What does complete disability documentation look like?

Guidelines for Writing Diagnostic Reports provide greater detail on what comprehensive documentation might look like. For our purposes, the documentation should include the following:

  1. a specific diagnosis and rationale for it, supported by the diagnostic battery and/or clinical assessment that meets the DSM 5 criteria or ICD code
  2. historical information — developmental, educational and/or medical information that includes information on response to treatment (if applicable) relevant to the diagnosed disability
  3. evidence that alternative explanations are ruled out (e.g., differential diagnoses, motivational factors, personality issues)
  4. evidence of the current functional limitations resulting from the disability as supported by objective data from quantitative testing and qualitative self-report
  5. an appendix of actual score summaries of standard or scaled scores and percentiles for all subtests, including index and cluster scores for LD and LD/ADHD documentation.

Does ETS accept documentation from evaluations conducted via tele-assessment?

Yes. ETS recognizes that tele-assessment may provide greater flexibility to test takers and will accept documentation from an evaluation conducted via tele-assessment or via a “hybrid” format, i.e., a combination of in-person and tele-assessment services. The evaluation should be conducted according to the best practices and standards of the profession of the clinician who conducts it. Tele-assessment involves special considerations and an evaluator conducting tele-assessment should have specific training in this domain.

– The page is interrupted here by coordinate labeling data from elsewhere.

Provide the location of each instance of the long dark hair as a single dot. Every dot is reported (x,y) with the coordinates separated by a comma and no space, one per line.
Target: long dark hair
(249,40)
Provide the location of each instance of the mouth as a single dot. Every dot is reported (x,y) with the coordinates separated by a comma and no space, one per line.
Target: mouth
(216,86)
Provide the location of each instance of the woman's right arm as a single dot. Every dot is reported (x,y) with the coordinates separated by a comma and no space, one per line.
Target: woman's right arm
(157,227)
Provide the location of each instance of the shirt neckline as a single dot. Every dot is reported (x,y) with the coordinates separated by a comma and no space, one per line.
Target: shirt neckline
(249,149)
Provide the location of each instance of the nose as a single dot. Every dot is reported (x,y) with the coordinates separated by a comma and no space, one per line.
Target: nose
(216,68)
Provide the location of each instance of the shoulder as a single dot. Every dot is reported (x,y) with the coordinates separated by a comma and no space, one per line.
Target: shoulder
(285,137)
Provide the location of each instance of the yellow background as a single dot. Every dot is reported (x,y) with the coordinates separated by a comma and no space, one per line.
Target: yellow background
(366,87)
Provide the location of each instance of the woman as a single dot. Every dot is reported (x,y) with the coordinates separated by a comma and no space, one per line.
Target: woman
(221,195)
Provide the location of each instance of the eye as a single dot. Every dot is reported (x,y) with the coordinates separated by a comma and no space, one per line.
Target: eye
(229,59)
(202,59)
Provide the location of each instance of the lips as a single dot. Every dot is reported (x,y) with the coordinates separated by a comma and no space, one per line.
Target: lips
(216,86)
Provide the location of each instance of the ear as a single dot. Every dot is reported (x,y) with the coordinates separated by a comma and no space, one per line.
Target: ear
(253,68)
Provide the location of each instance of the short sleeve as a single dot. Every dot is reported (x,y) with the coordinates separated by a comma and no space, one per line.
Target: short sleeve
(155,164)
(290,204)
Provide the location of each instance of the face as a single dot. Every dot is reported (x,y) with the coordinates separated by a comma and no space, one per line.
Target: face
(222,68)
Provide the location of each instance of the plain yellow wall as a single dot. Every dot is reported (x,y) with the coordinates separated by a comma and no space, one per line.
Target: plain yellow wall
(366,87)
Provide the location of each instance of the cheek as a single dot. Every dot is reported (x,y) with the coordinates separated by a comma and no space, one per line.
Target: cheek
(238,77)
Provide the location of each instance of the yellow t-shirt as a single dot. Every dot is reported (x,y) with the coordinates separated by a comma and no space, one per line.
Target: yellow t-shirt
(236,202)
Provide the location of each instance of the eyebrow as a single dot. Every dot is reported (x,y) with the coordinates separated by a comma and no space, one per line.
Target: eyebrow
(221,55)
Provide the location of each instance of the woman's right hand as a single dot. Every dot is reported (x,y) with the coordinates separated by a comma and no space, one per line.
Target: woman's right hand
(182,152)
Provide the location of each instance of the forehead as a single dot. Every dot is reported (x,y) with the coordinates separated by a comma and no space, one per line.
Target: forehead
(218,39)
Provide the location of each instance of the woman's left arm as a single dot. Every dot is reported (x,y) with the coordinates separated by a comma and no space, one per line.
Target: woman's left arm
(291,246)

Please see the ETS Tele-Assessment Guidance (PDF) for additional information regarding tele-assessment.

Is an IQ test all I need to document intellectual disabilities?

Intellectual functioning is assessed using a comprehensive measure of intelligence, typically the Wechsler Adult Intelligence Scale (WAIS-IV) or some other measure of intellectual ability. In addition to a test of intellectual functioning, adaptive behavior must also be assessed in 3 domains: conceptual, social and practical. See Documentation of Intellectual Disabilities in Adolescents and Adults for more information. See Appendix B for a list of clinical instruments in common use for documenting intellectual disabilities in adolescents and adults.

Is academic achievement testing required for all disabling conditions?

If the test taker is requesting devices such as a calculator or a spellchecker, achievement testing is necessary to determine the individual's functional limitations in the relevant academic area.

What documentation is needed if a candidate has multiple disabling conditions?

It’s best to provide the most complete packet of information possible when multiple disabling conditions are identified. If a test taker has multiple disabilities, it is best to document functional limitations associated with each of their disabilities. However, if documentation is being submitted for only one disability, please be sure there is a discussion of functional limitations and a disability-related rationale for each requested accommodation.